How should companies measure ROI of AI?
Here's my working mental model. Tear it apart!
1) Below a certain investment level (determined by ELT or AI steering committee), ROI can be vibes-based through conversations with users. Goal here is to remove friction & empower people to play with the technology however they find helpful. It just has to lead to a high enough fidelity gut feeling to determine if a higher investment experiment is worth running.
2) Above a certain investment level, ROI has to be as high fidelity as possible. Every AI initiative is run like an experiment with friction minimized as much as possible. There’s a certain investment limit to experiments and investments can be revisited once experiments are complete.

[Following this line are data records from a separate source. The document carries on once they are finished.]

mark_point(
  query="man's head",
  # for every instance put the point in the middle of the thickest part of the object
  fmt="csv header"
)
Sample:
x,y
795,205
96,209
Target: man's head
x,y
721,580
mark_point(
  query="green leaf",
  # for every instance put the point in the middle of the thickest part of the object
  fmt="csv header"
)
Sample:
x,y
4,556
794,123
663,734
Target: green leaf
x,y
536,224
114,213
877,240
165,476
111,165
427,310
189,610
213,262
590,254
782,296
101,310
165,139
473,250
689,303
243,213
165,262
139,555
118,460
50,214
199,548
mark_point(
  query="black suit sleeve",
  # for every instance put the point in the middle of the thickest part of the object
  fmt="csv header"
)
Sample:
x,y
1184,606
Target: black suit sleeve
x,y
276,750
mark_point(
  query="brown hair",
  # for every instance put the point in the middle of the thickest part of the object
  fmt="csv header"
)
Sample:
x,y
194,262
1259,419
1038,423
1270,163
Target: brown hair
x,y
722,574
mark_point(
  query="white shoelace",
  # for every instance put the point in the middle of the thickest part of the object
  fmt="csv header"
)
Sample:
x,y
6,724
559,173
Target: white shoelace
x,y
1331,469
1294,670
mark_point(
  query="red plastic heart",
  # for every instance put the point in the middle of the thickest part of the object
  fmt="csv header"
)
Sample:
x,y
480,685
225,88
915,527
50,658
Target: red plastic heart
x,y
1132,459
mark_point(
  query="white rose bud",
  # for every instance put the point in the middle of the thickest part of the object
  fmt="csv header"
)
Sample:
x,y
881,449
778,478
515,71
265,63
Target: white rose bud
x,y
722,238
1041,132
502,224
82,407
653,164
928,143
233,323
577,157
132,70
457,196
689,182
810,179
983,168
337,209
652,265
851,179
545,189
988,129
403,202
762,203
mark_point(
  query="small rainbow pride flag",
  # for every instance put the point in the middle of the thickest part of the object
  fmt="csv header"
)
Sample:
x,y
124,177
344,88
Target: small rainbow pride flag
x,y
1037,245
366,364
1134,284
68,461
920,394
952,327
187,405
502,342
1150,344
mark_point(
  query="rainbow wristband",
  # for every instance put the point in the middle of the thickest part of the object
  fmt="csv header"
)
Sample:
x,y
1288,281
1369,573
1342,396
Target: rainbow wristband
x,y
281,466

Here's how an experiment would be run & how (soft vs. hard) ROI would be calculated.
- Hypothesis: If recruiters use AI to screen resumes, then the time-to-hire will decrease and the interview-to-offer conversion rate will remain equal or improve.

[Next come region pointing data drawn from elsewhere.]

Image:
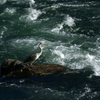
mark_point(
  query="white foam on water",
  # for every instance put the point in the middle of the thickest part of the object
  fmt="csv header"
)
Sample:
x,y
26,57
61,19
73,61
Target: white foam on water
x,y
68,21
10,11
2,2
32,15
59,53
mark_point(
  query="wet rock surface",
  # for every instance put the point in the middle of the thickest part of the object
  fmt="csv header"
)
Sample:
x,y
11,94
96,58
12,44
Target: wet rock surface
x,y
18,69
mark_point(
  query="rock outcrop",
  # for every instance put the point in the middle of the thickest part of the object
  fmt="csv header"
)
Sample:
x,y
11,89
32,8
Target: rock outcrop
x,y
18,69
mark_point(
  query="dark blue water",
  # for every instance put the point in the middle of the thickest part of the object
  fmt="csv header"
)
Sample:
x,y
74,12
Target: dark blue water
x,y
71,30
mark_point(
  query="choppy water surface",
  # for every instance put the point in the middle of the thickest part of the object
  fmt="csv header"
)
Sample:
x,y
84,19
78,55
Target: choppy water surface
x,y
71,30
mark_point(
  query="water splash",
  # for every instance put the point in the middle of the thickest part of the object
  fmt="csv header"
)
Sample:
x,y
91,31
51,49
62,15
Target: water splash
x,y
2,2
68,21
32,15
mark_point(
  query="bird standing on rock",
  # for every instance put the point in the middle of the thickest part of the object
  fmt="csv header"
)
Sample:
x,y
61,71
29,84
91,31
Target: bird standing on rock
x,y
35,56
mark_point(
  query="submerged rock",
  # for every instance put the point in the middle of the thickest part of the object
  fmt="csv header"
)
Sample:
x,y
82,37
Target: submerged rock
x,y
18,69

- Independent Variable: The screening method used (AI-powered software versus traditional human resume review).
- Dependent Variables: Time spent screening (minutes per resume), candidate diversity metrics, and the hiring manager's satisfaction score of shortlisted candidates.
- Controlled Variables: The same job description, the same pool of raw applicant resumes, and the same evaluation criteria (rubric).
To ensure a fair test, you must use a randomized control design:
- Control Group: Group A consists of experienced human recruiters who screen 200 incoming resumes using your traditional manual process.
- Experimental Group: Group B uses the AI screening tool to parse and rank the exact same 200 resumes.
Experiment steps:
1) Time Tracking: Log the total hours Group A spends reading resumes versus the time it takes to configure and run Group B's AI tool.
2) Blinded Interview Review: Pass the top 10 candidates selected by the human process and the top 10 selected by the AI process to a hiring manager. Do not tell the manager which candidate came from which screening method.
3) Quality Metric: Have the hiring manager score each candidate's qualifications on a scale of 1–10 based on the interview.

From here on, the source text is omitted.